Il frotta son visage avec force et poussa un long soupir.
Je comprenais. Alessio adorait que je puisse me débrouiller seule. Petite déjà, je le voyais dans son regard si expressif : il ressentait de la fierté quand je mettais au tapis un adversaire plus fort et grand. Et dans un même temps, il détestait se sentir impuissant lorsque mes limites se dévoilaient.
Cette fois, c'est moi qui l'obligeais, mes mains autour de son visage pâle, à me regarder.

- Ça arrivera encore, que je me mette en danger. Tout comme toi. Mais...

Mon coeur bondit dans ma poitrine. J'ignorais s'il s'arrêtait ou battait tellement vite que je ne le sentais plus. Les mots que je m'apprêtais à partager scelleraient mon avenir, je le savais parfaitement.

- Je reviendrai toujours auprès de toi, promis-je.

Je déposai mes lèvres sur les siennes avec une douceur que je ne me connaissais pas.

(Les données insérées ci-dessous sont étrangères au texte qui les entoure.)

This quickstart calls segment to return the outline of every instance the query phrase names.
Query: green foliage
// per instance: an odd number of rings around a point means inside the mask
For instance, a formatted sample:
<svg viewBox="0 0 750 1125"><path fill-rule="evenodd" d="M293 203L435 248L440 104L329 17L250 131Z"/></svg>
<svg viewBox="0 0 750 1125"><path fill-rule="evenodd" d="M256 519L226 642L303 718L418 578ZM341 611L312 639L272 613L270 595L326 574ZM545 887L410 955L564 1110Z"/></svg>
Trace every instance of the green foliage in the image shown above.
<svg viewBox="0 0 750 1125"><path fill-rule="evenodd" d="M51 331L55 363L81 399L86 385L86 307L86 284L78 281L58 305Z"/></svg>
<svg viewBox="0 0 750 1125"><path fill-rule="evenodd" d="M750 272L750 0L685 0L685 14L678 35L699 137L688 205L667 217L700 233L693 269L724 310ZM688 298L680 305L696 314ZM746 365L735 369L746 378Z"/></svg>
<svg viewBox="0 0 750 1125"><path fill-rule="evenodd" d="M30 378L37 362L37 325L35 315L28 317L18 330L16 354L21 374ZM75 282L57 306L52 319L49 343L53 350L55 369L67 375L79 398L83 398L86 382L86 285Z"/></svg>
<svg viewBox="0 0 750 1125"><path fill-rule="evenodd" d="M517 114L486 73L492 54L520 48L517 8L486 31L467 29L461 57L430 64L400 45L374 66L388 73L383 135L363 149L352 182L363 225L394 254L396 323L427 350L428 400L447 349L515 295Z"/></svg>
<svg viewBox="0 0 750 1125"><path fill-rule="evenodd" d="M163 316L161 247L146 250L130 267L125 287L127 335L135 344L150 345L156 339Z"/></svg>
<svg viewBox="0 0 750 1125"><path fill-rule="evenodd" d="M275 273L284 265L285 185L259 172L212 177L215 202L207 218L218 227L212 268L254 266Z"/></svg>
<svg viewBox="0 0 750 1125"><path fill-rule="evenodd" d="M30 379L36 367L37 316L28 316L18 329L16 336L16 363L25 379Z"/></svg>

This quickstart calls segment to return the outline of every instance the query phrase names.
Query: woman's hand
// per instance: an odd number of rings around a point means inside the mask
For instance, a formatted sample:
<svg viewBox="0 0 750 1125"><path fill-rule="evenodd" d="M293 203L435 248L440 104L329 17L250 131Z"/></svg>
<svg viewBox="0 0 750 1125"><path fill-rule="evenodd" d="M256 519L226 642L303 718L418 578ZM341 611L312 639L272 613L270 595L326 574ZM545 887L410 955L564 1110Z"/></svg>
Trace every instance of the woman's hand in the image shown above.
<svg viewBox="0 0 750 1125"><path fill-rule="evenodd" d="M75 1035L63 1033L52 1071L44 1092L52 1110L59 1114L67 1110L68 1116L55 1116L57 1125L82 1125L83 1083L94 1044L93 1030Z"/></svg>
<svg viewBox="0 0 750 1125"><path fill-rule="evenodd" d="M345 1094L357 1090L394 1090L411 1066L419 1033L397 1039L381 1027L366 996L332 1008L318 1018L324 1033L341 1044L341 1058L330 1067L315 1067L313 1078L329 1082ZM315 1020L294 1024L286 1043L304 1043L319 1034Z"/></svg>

- Je t'aime, Al. C'est toi ma maison. Depuis le début.

Il ne me rendit pas ma déclaration. Je ne m'y attendais pas, de toute façon. Je le connaissais bien trop pour cela.
De plus, je n'en avais pas besoin. Ses émotions coulèrent sur et en moi tels un ras-de-marée dévastateur. Mon prénom résonna dans la chambre un long moment. Et mes larmes perlèrent aux coins de mes yeux malgré ma volonté. Je me sentais tellement plus sereine et sûre de moi.
J'étais chez moi. A la maison. 
Et cette conscience aiguë me laissait un goût de paradis dans le coeur. 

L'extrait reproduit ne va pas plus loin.